Skeletons in the Closet:
A Blog about Ethical Handling and Storage of Human Remains in the Conservation Community
I was shocked that when I visited the AIC (American Institute for Conservation) website’s ethics page, there was hardly any mention of the complex and sensitive concerns that surround the treatment of human remains. Just a call for conservators to obey applicable laws:
“The conservation professional should be cognizant of laws and regulations that may have a bearing on professional activity. Among these laws and regulations are those concerning the rights of artists and their estates, occupational health and safety, sacred and religious material, excavated objects, endangered species, human remains, and stolen property.” (AIC 1994)

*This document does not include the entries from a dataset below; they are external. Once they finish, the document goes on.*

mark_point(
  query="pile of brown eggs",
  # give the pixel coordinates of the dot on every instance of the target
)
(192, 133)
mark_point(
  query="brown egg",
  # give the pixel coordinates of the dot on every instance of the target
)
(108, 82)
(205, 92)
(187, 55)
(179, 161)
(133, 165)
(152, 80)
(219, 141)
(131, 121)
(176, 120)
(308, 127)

This four part series will discuss the conservator’s role in the treatment and storage of human remains in museum and archaeological settings, as well as the ethical implications. This is also a call for the AIC to use stronger language and address the treatment of human remains specifically in their code of ethics.
“Laying Down the Law”
In order to discuss how conservators should approach human remains in accordance with the AIC’s code of ethics, it is important to be aware of the laws and regulations already in place in the United States. The most influential piece of legislation that has affected the treatment of human remains would have to be NAGPRA (Native American Graves Protection and Repatriation Act) that was passed in 1990 (McGowan and LaRoche 1996). This law was passed in response to Native American activist groups that demanded the return of their ancestors’ remains that were being stored in universities and museums across the country. NAGPRA forces these institutions to catalog their collections and determine whether they are affiliated with a recognized tribe (Owsley and Jantz 2001). That tribe can then determine the fate of the remains, most choosing reburial.
This law was initially met with serious criticism by some members of the academic community, especially physical anthropologists that believed they were being robbed of valuable research. It has politicized osteology and led to lengthy and expensive court battles (Rose et al. 1996). The law does not protect African American cemeteries and other minority groups, nor does it protect Native American groups that have not been federally recognized (McGowan and LaRoche 1996). Sometimes anthropologists cannot determine the tribal affiliation in cases such as Kennewick Man where the remains are extremely old. This can and has led to contentious court battles over these remains (Owsley and Jantz 2001).
Of course, this law has not actually led to the end of the world in the academic community. NAGPRA has had some positive results and contributions. It has provided funding and jobs for physical anthropologists to analyze collections, as well as funding for better storage facilities. Collections that have not been looked at in decades are now being closely examined using new techniques. It has actually led collaboration and a new level of trust between academia and many Native American groups. Anthropologists now have access to oral traditions, and Native Americans are participating in more archaeological projects than ever before. (Rose et al. 1996)
Of course, the big question is: what has this to do with conservation? Conservators should be assisting archaeologists and physical anthropologists in determining the proper care, handling, and storage of human remains as ethically as possible (which I will visit in the next installment). They can add their expertise to the interdisciplinary teams that work with human remains in collections across the country. Conservators can be advocates for the remains themselves.
AIC. 1994. Code of Ethics and Guidelines for Practice.
http://conservationus.org/index.cfm?fuseaction=page.viewPage&PageID=1026&E:\ColdFusion9\verity\Data\dummy.txt. (Accessed 01/21/2013).
McGowan, Gary S. and Cheryl J. LaRoche. 1996. The Ethical Dilemma Facing Conservation: Care and Treatment of Human Skeletal Remains and Mortuary Objects. Journal of the American Institute for Conservation 35(2): 109-121.
Owsley, Douglas W. and Richard L. Jantz. 2001. Archaeological Politics and Public Interest in Paleoamerican Studies: Lessons from Gordon Creek and Kennewick Man. American Antiquity 66(4):565-575.
Rose, Jerome C., Thomas J. Green, and Victoria D. Green. 1996. NAGPRA: Osteology and the Repatriation of Skeletons. Annual Review of Anthropology 25: 81-103.